Onda corta

Miguel-Anxo Murado
Miguel-Anxo Murado VUELTA DE HOJA

OPINIÓN

ED

27 mar 2022 . Actualizado a las 08:26 h.

Leo que la BBC ha vuelto a emitir en onda corta para Ucrania, algo que no hacía desde que en el 2008 cesó sus transmisiones por este método. El ejército ruso ha destruido parte de la red de comunicaciones e internet apenas funciona, así que ha habido que regresar a esta tecnología del siglo XX que no requiere de infraestructuras sofisticadas.

A muchos nos trae recuerdos. Los receptores de onda corta eran una pequeña señal de cosmopolitismo, como proclamaban orgullosamente en su carcasa con un globo terráqueo o una lista de capitales exóticas en el dial (Londres, Nueva York, Nairobi, Yakarta…). Recuerdo el orgullo con el que compré la mía, allá por mis diecisiete años. En la oscuridad de mi cuarto, era como un ojo de cerradura para ver el mundo. Se podía escuchar Radio Albania, que arrancaba sus emisiones con La Internacional, y cuyos locutores hablaban como los malos de las películas de James Bond, o Radio Moscú que anunciaba todas las semanas el fin del capitalismo. La Deutsche Welle alemana daba la impresión de que no había renovado su catálogo de discos desde los años 50, mientras que las locutoras de Radio France Internacional decían las noticias susurrando como Jane Birkin en Je t'aime moi non plus. Voice of America ponía a Glenn Miller a todas horas y Radio Cairo a Umm Kalzoum. Cuando ibas moviendo el dial, se oían toda clase de sonidos extraños y futuristas. Algunos eran interferencias de los satélites que pasaban por encima de nuestras cabezas.

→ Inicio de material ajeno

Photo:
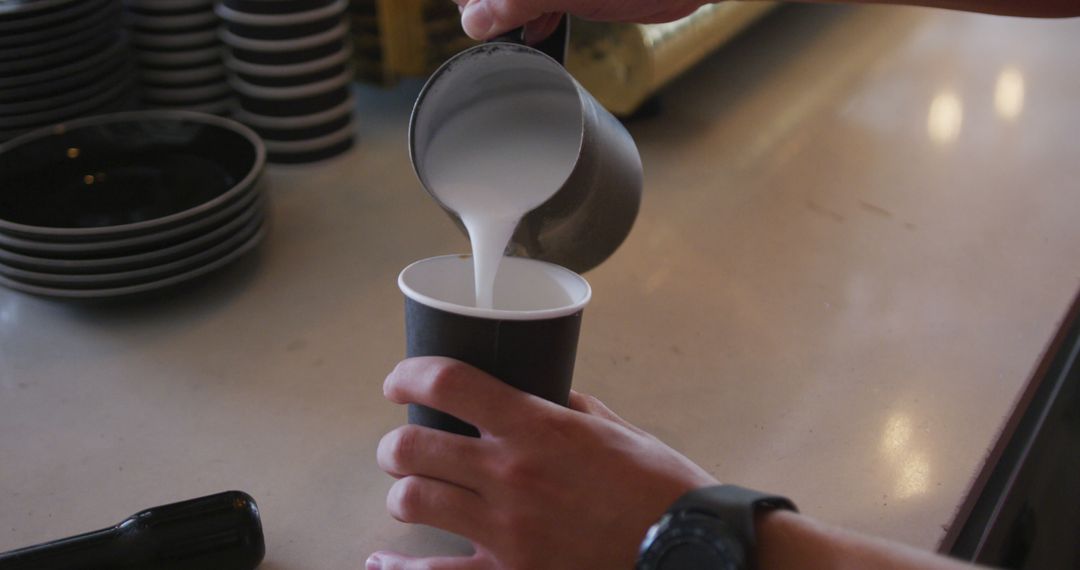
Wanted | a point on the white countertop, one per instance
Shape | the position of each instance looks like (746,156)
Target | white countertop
(854,245)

Otros eran las inquietantes «emisoras de números». Recuerdo que en una un tipo que recitaba durante horas lentamente nombres rusos (Ivan, Masha, Vladimir, Feodor…), en otra un niño repetía únicamente números en inglés… Se decía que eran mensajes en clave para espías infiltrados a ambos lados del Telón de Acero. Y es exactamente lo que eran. El sonido de fritanga de la onda corta, con sus interferencias y sus locuras, era el sonido de la Guerra Fría. No me extraña que haya vuelto.

Yo había comprado mi receptor para mejorar mi inglés, pero fue lo que acabó despertando mi vocación por la política internacional. Escuchaba sobre todo el servicio internacional de la BBC. Seguía con pasión aquellas voces timbradas de acento oxoniano, ridículamente calmadas en mitad de un tiroteo en Kinshasa o en Sri Lanka. La voz de los míticos Julian Marshall, Owen Bennett-Jones o Robin Lustig me eran tan familiares como la de mis padres. Tuve la oportunidad de decírselo al propio Robin Lustig muchos años después, cuando me tocó trabajar con él en un reportaje. Me preguntó quién me había enseñado mi inglés. «Usted», respondí. Y hablamos de los receptores de onda corta. De cómo la señal iba y venía como un oleaje que a veces se convertía en una marejada, y entonces había que ir buscando un punto de la casa en el que la recepción fuese mejor. Te ibas al pasillo, te subías a la mesa, y generalmente acababas en una ventana con el brazo estirado, en una inverosímil postura de ballet, para no perderte qué había pasado en el golpe de estado de Filipinas o en las inundaciones de Bangladés.

Un día, cuando vivía en A Coruña, buscando la señal, incluso acabé en la playa de Santa Cristina en mitad de la noche, bajo un cielo estrellado de verano. Y recuerdo perfectamente como allí, sentado solo en la arena, escuché con reverencia, primero las señales horarias, luego la voz que decía This is London y en seguida la épica melodía del «Lillibulero» con la que empezaban entonces los informativos. Y me sentía un ciudadano del mundo, y que el mundo era uno solo.